Il faut rappeler que le Liban est un minuscule pays de 10 000 kilomètres carrés, donc, partout où on se trouve, on est impacté, dit-elle. À titre de comparaison, le Saguenay-Lac-Saint-Jean a une superficie de 95 000 km carrés.
Les habitants du sud du Liban et de la banlieue de Beyrouth ont été contraints de quitter brusquement leur demeure et de chercher refuge où c'est possible.
La guerre, où Israël frappe le Hezbollah pro-iranien, a déjà fait plus de 400 morts, selon les autorités libanaises.

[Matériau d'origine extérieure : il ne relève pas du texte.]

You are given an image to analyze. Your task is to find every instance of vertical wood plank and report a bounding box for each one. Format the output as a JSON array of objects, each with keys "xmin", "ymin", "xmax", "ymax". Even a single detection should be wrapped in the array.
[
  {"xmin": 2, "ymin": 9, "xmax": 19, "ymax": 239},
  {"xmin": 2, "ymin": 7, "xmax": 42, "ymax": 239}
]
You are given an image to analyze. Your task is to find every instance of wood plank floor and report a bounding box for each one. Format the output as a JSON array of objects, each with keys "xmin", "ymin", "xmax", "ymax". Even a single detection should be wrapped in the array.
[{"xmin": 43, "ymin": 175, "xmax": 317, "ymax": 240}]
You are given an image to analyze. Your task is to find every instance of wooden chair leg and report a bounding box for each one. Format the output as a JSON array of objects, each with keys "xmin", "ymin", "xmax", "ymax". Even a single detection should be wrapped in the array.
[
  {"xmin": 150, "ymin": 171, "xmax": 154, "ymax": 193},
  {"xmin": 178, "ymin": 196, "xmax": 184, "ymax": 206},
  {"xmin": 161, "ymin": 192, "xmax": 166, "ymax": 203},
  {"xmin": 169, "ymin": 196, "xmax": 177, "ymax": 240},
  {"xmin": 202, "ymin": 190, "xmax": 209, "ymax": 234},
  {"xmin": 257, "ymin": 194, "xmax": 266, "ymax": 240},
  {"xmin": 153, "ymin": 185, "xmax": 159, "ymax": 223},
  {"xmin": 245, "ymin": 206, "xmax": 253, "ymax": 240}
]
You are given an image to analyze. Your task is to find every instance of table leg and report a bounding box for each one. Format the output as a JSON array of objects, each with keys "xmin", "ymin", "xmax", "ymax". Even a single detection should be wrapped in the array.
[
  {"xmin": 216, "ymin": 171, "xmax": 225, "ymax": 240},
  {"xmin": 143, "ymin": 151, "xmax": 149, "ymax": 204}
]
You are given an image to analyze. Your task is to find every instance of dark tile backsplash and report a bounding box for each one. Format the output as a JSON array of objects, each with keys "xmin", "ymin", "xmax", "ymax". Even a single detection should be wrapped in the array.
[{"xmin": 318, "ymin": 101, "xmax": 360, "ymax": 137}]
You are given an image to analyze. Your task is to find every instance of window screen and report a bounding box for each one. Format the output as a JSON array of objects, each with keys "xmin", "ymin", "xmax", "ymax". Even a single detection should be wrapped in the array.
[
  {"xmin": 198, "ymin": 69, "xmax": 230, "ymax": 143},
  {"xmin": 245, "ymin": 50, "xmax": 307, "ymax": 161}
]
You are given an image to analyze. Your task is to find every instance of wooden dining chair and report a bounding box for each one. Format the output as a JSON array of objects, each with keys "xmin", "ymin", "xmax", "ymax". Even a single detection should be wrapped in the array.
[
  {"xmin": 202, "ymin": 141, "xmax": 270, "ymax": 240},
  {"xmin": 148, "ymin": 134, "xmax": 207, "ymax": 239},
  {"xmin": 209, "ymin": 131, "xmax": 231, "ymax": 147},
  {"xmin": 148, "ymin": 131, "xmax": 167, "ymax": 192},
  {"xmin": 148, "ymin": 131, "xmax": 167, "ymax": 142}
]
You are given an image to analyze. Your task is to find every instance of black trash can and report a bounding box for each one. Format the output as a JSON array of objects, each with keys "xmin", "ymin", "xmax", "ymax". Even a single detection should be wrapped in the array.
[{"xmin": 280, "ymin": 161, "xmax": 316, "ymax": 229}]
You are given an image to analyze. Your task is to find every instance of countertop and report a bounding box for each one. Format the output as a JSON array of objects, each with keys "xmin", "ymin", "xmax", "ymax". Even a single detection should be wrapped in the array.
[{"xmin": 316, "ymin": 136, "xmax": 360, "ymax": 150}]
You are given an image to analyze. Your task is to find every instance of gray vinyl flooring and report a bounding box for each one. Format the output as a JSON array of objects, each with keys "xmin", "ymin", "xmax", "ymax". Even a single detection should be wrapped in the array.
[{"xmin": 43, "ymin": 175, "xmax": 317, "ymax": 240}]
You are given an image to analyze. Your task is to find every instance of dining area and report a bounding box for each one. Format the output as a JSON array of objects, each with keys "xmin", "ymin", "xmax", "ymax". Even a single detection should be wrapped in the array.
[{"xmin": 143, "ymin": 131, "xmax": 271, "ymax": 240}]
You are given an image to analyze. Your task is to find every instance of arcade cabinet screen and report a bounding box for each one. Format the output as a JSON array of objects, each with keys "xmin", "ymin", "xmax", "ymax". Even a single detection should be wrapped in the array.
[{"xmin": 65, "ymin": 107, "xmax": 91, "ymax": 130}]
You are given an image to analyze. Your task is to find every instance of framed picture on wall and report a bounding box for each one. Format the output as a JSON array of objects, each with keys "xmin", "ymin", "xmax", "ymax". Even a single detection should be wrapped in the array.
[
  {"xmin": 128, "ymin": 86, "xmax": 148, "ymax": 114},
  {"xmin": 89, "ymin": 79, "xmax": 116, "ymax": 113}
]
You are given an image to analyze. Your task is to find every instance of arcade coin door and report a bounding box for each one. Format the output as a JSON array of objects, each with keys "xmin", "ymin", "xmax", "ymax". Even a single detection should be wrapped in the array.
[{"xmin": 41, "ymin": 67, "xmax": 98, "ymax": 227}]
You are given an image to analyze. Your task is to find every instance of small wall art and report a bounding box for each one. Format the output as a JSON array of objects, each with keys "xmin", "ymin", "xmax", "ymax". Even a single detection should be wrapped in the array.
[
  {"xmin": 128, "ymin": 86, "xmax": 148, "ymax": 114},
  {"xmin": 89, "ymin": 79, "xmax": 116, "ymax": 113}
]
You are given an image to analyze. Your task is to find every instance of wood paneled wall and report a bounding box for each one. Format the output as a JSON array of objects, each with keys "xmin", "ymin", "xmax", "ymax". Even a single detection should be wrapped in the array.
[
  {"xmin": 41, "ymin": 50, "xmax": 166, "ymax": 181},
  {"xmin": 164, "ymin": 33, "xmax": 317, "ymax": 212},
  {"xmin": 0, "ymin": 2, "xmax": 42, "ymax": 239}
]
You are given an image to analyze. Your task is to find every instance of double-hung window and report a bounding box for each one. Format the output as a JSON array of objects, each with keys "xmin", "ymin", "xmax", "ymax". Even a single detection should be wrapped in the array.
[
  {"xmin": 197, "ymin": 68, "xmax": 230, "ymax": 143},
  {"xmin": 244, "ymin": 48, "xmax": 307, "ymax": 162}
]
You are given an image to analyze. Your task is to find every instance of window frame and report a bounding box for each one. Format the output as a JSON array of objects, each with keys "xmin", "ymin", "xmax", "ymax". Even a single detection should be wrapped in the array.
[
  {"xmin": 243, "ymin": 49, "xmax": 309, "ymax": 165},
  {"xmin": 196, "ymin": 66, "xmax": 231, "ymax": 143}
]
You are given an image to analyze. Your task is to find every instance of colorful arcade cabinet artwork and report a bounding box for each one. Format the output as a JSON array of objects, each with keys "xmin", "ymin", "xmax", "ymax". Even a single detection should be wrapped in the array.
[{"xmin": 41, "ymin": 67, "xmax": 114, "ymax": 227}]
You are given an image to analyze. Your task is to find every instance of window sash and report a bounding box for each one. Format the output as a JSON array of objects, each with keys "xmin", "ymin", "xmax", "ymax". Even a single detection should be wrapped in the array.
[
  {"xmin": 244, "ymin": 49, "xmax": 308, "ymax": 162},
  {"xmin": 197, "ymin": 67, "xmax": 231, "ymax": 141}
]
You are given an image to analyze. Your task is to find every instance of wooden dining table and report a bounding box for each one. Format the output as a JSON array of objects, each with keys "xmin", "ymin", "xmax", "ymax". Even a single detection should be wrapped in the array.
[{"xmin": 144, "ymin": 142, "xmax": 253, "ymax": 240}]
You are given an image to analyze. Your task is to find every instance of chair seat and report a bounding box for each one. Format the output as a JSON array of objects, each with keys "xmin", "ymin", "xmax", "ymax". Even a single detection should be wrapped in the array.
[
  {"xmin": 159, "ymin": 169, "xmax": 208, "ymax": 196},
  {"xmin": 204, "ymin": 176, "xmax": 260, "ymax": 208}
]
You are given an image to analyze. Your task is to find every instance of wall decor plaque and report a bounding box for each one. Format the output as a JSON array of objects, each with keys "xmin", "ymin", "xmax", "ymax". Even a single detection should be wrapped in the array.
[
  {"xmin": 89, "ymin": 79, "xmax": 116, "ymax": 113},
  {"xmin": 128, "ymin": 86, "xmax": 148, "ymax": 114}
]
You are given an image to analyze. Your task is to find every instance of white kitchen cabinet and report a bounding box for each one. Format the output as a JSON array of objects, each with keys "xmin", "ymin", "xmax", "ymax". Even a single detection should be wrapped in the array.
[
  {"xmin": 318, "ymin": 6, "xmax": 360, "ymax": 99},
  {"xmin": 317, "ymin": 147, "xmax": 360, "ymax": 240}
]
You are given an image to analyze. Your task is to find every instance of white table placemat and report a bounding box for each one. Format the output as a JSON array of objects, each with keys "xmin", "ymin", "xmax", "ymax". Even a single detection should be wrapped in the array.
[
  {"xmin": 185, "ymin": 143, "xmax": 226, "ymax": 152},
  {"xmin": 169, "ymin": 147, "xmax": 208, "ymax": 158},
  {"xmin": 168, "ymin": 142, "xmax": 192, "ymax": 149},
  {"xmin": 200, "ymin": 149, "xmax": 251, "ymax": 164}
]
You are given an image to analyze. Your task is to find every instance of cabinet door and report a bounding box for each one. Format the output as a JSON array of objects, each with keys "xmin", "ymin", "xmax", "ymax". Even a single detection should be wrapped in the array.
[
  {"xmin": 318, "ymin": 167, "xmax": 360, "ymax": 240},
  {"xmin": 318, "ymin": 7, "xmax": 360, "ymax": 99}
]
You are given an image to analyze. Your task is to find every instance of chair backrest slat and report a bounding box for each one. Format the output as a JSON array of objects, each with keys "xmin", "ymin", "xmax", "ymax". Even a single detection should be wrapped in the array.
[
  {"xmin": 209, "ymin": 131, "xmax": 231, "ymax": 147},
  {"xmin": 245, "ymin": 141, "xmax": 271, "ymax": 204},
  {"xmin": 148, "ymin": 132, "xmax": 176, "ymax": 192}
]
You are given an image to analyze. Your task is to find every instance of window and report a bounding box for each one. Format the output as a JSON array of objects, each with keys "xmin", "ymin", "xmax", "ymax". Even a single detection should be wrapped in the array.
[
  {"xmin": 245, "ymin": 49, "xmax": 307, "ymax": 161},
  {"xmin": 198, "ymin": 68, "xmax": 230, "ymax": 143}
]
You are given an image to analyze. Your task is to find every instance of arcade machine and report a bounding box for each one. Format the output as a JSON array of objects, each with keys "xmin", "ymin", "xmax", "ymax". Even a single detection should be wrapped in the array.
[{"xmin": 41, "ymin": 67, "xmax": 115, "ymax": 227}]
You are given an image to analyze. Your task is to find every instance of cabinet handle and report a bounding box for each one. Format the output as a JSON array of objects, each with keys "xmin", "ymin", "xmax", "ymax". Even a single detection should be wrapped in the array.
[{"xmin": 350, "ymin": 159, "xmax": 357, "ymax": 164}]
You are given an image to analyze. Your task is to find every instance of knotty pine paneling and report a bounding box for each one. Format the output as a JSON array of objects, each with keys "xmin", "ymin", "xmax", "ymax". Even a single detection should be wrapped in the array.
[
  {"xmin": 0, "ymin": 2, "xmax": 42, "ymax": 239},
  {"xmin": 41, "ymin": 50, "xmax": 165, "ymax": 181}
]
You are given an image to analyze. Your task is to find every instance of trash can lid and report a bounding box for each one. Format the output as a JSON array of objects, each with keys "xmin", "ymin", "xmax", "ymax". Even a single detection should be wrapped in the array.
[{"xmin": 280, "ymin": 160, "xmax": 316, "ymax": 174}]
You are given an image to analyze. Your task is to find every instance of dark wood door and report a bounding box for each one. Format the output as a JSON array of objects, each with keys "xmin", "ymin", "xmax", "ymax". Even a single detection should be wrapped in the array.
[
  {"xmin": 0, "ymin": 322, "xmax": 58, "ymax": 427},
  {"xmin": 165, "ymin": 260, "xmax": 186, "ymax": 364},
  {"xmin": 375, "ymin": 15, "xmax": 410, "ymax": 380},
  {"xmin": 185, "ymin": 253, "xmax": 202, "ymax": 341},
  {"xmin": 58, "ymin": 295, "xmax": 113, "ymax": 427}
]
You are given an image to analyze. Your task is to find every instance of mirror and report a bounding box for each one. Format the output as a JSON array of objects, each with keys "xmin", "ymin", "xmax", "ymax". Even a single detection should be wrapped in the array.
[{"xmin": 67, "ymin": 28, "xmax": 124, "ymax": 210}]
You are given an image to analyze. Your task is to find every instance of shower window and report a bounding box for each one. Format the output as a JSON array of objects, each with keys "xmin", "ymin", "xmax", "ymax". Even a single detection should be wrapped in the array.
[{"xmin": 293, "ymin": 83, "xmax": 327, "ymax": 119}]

Julie Lebnan vit au Liban depuis 16 ans.
Photo : Radio-Canada / Compte Facebook de Julie Lebnan
Celle qui habite en montagne à 30 kilomètres au nord de Beyrouth dans le district de Kesrouan se considère toutefois en sécurité, car elle ne vit pas dans une région ciblée, explique-t-elle. Malgré tout, les rappels quotidiens des atrocités de la guerre sont nombreux, ce qui fait en sorte que le niveau de stress est très élevé pour tout le monde.
Pas plus tard qu'il y a deux jours, j'ai été réveillée par les bombardements.
C'est surtout qu'on entend les avions nous passer au-dessus de la tête à longueur de journée, donc on sait très bien que, quand ils nous passent au-dessus de la tête, ils vont bombarder quelque part et tuer des personnes, déplore-t-elle.
Devant l’ampleur de la situation et la violence du conflit, il est difficile de ne pas se sentir vulnérable ou de simplement se concentrer sur d’autres aspects du quotidien. On a toujours la tête occupée par ces événements-là parce qu'on ne sait pas aussi comment ça va dégénérer, poursuit Mme Lebnan.
Une expérience éprouvante
Née d’un père libanais et d’une mère robervaloise, Julie Lebnan a majoritairement vécu au Québec. De son propre aveu, vivre au Liban en ces temps de guerre est une expérience assez éprouvante et déstabilisante.
Mme Lebnan n’a pas encore décidé si elle compte rester dans son pays d’adoption malgré les bombardements qui sévissent.
Quand on est avec des gens qui souffrent, c'est un gros questionnement. C'est comme si on veut rester aussi par solidarité, vous voyez?
Elle affirme toutefois ne pas vouloir s’exposer à la violence. Devant l'éventualité d'un conflit qui s'étire encore plusieurs semaines, elle n’exclut pas un retour au Québec. Là, c'est encore vivable, mais si le degré de danger est trop élevé, je pense que je vais, je vais repenser à mon affaire, conclut-elle.